Challenge Overview
Challenge Overview
Welcome to Infant nutrition product reviews analysis. In this challenge, we aim to create a CLI tool - that would analyze product reviews data to extract commonly discussed topics in user reviews.
Project Overview
In this project we will be:
-
Scraping retail sites for product info, ratings, reviews, nutrients and ingredients data
-
Identifying competing products across brands based on ingredients and nutrients data
-
Analyzing user reviews to identify topics, positives, and negatives for each product group and brand
-
Looking for identified items in social media posts to estimate how popular/important each one of them is
-
Providing reports that allow for drill-down per topic, brand, product group or individual product level
Technology Stack
-
NodeJS
-
Mongo
-
Amazon, Walmart, FirstCry
Assets
We’re starting a new codebase. It’s up to you to create the base code for the tool.

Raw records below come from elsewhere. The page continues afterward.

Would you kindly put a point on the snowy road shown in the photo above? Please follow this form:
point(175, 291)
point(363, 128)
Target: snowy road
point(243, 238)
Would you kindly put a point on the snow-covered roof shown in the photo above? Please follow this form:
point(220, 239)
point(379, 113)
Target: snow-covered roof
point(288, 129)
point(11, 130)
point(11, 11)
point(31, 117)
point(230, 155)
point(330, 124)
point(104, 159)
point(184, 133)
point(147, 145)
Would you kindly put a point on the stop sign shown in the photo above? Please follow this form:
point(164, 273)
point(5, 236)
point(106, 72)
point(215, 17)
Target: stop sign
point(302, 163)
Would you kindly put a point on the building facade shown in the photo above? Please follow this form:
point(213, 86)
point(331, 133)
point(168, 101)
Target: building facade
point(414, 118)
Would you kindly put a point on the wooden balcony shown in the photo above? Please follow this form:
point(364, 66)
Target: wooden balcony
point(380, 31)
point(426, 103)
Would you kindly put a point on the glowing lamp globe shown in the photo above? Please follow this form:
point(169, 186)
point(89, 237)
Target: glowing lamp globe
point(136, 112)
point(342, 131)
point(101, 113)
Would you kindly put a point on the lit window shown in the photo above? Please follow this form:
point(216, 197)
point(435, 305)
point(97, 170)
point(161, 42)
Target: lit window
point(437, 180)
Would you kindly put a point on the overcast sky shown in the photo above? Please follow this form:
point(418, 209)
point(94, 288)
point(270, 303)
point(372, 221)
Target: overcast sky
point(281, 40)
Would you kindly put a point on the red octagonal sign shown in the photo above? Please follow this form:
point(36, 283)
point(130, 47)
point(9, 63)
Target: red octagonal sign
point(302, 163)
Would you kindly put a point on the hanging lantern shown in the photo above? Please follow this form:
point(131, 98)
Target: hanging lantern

Data extraction tool is available in the project repository (just for reference). See forums for access to Gitlab. Read only access to the products database is provided in the forums. Copy the data to your local database for development.
Individual requirements
Create a CLI tool that does three things:
-
Extracts sentiment (positive/neutral/negative) for each of the product reviews (easy) and compute average product sentiment (just aggregate sentiments of all reviews for the product)
-
Extracts topics discussed in the product reviews (medium-hard)
-
Extracts positives and negatives for each product (topics with positive or negative sentiments that are discussed in the product reviews) (medium-easy)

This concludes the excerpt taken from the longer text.